Is Seeing Believing? How The Church Faces Claims Of Marian Apparitions
By Carol Glatz – The Catholic Church has always been very cautious when it comes to judging reported Marian apparitions.
More than 1,500 visions of Mary have been reported around the world, but in the past century, fewer than a dozen cases have received church approval as being worthy of belief.
Determining the veracity of an apparition is an enormous job that falls to the local bishop.
The Vatican Congregation for the Doctrine of the Faith established a set of norms in 1978 to help bishops and guide them in the process of discernment and investigation of reported apparitions and revelations.
The process is never brief.
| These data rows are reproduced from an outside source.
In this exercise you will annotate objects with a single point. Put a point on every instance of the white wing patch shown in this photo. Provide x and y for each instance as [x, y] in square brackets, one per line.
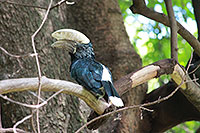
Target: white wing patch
[116, 101]
[106, 75]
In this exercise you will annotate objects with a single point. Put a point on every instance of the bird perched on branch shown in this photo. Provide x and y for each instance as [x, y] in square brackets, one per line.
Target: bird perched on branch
[89, 73]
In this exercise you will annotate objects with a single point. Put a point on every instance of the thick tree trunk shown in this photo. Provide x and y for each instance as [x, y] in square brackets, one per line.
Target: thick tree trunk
[102, 22]
[17, 24]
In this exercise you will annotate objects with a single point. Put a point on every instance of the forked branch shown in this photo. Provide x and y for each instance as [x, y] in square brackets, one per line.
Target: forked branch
[167, 66]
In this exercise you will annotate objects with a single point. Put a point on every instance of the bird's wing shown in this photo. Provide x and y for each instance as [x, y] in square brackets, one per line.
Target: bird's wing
[88, 74]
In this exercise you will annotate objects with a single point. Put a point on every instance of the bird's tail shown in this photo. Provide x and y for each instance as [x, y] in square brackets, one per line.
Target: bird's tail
[113, 96]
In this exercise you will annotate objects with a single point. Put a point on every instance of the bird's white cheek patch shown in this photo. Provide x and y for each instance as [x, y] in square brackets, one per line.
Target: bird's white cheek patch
[106, 75]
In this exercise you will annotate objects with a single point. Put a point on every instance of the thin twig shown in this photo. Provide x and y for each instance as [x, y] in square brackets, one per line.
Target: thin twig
[40, 7]
[131, 107]
[8, 130]
[173, 29]
[37, 61]
[29, 105]
[189, 63]
[24, 5]
[61, 2]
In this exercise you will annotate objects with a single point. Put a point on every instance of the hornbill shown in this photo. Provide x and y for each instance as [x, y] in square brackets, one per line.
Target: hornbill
[89, 73]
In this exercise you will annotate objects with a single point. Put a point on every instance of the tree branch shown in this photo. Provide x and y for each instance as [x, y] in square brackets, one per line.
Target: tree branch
[142, 9]
[22, 84]
[167, 66]
[173, 29]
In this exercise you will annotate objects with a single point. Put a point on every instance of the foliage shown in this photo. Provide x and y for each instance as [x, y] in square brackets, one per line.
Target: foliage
[151, 40]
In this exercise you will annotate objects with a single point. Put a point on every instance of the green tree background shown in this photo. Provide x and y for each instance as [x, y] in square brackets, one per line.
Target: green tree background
[156, 43]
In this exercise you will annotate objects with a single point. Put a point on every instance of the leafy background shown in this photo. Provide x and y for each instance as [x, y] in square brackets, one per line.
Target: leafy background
[151, 41]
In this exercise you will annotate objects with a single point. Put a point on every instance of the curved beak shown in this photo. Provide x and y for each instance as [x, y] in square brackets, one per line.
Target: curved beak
[65, 44]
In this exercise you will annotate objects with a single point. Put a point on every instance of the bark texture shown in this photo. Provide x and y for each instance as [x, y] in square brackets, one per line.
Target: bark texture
[102, 22]
[17, 24]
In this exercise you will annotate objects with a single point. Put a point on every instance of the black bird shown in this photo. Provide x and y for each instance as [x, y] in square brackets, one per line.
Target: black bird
[89, 73]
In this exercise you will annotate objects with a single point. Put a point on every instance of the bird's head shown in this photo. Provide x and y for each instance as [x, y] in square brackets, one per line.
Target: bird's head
[70, 40]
For example, a series of Marian apparitions in the Diocese of Green Bay, Wisconsin, received approval in 2010 – 151 years after the first apparition was reported in 1859. But that’s just half of the nearly 300 years it took the church to approve the apparitions of Our Lady of Laus in France.
The process is lengthy because visionaries and witnesses must be questioned and the fruits of the apparitions, such as conversions, miracles and healings, must be examined.
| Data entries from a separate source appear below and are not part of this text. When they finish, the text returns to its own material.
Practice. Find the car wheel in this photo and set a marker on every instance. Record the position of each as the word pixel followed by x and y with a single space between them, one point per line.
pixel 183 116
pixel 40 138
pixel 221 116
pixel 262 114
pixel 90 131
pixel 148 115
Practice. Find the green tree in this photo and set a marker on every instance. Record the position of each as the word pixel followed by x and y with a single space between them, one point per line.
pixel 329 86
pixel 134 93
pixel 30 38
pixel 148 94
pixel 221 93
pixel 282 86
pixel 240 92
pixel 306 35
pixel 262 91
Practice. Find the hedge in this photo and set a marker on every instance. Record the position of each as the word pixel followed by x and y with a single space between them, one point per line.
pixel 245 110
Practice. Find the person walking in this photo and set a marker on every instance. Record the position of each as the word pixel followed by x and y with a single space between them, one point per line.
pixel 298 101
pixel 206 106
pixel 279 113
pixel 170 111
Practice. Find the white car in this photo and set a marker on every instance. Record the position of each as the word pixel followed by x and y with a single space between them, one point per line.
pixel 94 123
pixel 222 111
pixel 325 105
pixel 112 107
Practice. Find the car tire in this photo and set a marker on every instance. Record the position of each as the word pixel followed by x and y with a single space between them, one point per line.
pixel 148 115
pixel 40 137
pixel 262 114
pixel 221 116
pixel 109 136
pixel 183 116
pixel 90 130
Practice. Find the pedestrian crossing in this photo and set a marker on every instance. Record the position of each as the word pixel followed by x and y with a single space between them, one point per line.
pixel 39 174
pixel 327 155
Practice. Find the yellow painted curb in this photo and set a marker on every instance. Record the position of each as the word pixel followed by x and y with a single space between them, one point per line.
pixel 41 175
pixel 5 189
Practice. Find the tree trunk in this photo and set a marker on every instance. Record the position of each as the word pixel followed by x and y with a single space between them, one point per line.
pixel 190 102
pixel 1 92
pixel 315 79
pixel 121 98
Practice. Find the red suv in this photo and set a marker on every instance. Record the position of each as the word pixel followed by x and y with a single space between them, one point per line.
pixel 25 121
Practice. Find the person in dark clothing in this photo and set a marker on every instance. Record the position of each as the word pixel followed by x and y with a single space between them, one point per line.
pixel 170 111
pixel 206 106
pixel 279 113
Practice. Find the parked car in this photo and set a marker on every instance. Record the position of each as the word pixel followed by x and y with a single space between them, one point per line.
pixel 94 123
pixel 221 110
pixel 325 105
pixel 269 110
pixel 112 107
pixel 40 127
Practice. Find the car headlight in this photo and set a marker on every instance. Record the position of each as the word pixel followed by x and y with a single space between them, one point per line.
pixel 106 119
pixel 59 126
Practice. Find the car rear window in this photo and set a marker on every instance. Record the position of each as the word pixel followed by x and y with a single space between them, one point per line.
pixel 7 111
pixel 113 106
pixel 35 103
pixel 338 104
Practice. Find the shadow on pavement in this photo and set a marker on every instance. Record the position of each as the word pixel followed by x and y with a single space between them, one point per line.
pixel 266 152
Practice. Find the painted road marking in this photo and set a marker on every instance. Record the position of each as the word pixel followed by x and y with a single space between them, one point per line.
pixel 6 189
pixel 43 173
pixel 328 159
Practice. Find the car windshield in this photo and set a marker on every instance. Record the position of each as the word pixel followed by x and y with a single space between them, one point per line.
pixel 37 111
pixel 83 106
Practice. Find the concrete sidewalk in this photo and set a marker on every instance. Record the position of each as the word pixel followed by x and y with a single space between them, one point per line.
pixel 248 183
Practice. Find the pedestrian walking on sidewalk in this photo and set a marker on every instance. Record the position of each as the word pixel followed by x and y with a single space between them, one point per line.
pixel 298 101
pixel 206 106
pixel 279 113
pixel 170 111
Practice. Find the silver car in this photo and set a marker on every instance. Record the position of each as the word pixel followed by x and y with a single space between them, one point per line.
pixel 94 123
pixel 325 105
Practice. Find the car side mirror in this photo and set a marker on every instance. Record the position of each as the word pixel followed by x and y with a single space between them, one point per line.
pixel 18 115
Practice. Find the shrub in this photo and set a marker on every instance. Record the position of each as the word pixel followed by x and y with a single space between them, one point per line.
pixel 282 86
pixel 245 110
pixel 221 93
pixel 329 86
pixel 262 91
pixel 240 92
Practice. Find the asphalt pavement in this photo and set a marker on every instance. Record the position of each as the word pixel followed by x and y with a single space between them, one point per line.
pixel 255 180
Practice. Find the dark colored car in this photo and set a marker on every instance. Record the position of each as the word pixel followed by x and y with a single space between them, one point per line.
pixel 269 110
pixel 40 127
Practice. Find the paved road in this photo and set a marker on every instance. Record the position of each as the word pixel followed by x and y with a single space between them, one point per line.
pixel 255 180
According to the norms, the local bishop should set up a commission of experts, including theologians, canon lawyers, psychologists and doctors, to help him determine the facts, the mental, moral and spiritual integrity and seriousness of the visionary, and whether the message and testimony are free from theological and doctrinal error.
The longer the alleged apparitions last and the more popular an apparition site becomes, the more evidence accumulates – and the longer it takes the church to reach a judgement.
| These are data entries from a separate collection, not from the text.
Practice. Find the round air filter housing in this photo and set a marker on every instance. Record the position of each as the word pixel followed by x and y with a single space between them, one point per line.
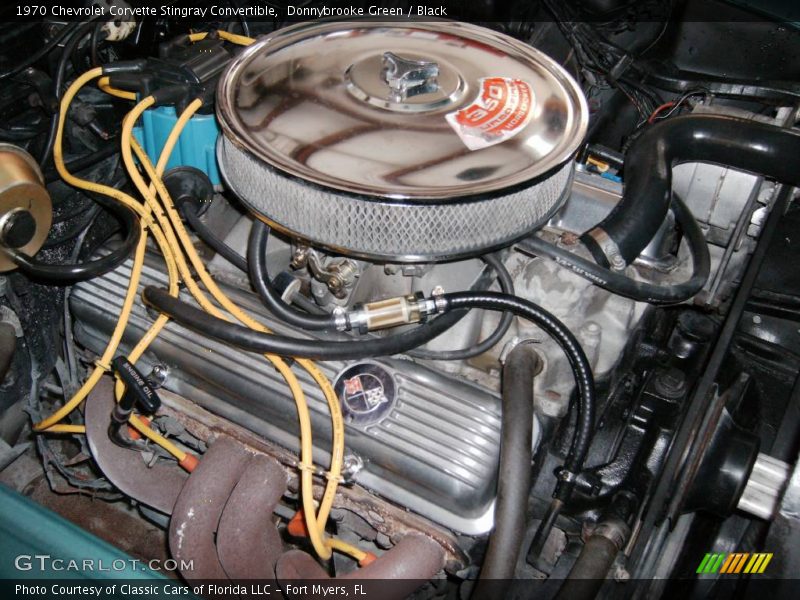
pixel 399 141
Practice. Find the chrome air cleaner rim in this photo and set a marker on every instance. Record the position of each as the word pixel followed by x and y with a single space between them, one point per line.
pixel 319 150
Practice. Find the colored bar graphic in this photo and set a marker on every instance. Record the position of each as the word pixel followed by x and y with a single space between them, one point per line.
pixel 734 563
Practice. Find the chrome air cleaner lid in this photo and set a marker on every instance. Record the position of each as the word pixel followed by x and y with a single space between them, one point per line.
pixel 407 111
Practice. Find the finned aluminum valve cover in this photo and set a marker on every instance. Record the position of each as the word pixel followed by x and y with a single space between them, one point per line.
pixel 398 141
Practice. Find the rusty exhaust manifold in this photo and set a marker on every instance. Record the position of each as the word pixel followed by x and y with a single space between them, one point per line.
pixel 221 519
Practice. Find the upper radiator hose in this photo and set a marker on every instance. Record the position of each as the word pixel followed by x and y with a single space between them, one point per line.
pixel 751 146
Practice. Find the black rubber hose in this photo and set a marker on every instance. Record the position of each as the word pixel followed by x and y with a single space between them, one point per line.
pixel 71 273
pixel 210 238
pixel 76 165
pixel 507 287
pixel 590 569
pixel 58 83
pixel 581 369
pixel 259 278
pixel 743 144
pixel 514 473
pixel 42 52
pixel 256 341
pixel 622 285
pixel 8 344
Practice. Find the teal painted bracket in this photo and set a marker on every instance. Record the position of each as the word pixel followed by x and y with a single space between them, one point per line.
pixel 28 530
pixel 196 146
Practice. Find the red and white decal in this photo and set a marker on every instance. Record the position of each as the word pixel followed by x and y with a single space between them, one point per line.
pixel 503 108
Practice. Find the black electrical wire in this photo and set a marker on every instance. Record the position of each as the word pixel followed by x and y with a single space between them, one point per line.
pixel 70 273
pixel 507 287
pixel 58 83
pixel 42 52
pixel 259 278
pixel 94 44
pixel 623 285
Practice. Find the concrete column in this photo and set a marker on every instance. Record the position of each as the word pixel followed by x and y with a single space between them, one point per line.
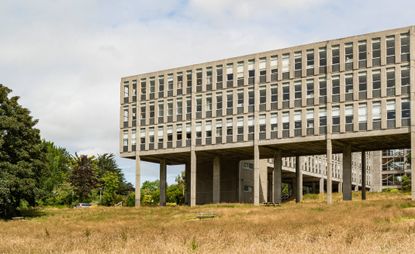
pixel 321 186
pixel 216 180
pixel 163 184
pixel 277 177
pixel 363 175
pixel 193 178
pixel 137 180
pixel 256 175
pixel 347 172
pixel 329 173
pixel 299 176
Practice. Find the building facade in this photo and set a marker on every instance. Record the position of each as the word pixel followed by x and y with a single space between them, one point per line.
pixel 338 96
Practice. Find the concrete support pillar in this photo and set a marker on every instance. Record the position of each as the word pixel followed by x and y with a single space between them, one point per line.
pixel 328 172
pixel 216 180
pixel 256 175
pixel 321 186
pixel 363 175
pixel 137 181
pixel 163 182
pixel 193 178
pixel 347 172
pixel 299 176
pixel 276 197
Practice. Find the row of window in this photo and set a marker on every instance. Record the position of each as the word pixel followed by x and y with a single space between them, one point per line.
pixel 308 89
pixel 272 62
pixel 269 123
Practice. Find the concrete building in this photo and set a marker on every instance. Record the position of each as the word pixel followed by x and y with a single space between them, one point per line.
pixel 338 96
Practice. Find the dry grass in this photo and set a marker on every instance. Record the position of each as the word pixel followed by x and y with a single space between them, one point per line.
pixel 385 223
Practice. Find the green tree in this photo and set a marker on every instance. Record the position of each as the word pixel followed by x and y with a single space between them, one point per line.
pixel 83 177
pixel 22 155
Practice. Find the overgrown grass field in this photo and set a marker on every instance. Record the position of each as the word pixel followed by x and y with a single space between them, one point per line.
pixel 385 223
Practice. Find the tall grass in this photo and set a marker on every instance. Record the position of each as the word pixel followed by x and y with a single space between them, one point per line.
pixel 385 223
When the bishop’s investigation is complete, he can come to one of three conclusions: he can determine the apparition to be true and worthy of belief; he can say it is not true, which leaves open the possibility for an appeal; or he can say that at the moment he doesn’t know and needs more help.
In the last scenario, the investigation is taken to the national bishops’ conference. If the body of bishops cannot reach a conclusion, the matter is turned over to the pope, who delegates the doctrinal congregation to step in and either give advice, send a commissioner and-or set up a commission to investigate.
At every step of the investigation, however, the bishop remains in charge of the process.
An example of a situation in which the country’s bishops requested the Vatican’s doctrinal congregation to intervene is the alleged apparitions at Medjugorje in Bosnia-Herzegovina.
The congregation established an international commission in 2010 to investigate the claims of six young people who said Mary appeared to them daily beginning in 1981. The apparitions apparently are continuing, and hundreds of thousands of people travel to the small town each year.
The church’s approach has been to distinguish between an apparition, which may remain unproven, and the spiritual consequences among the faithful, which may be quite evident.
That means that in places where an apparition is still awaiting church approval, people can go to the site to pray and receive spiritual gifts, as long as they do not presume the apparition is authentic.
The church approaches each claim with the utmost prudence, with rigorous investigation and with the invitation to live out the Gospel rather than follow the apparitions.
In fact, the church never requires the faithful to believe in the Marian apparitions, not even those recognised by the church, because it teaches that public revelation ended with the New Testament, and that no private revelation will add anything essential to the faith.
The apparitions and messages are never the same, but, in general, Mary appeals for people’s conversion and seeks to assure men and women that they are not alone in the world and can depend on God’s loving mercy.
Her appearance is never meant to result in her glorification, but of God’s.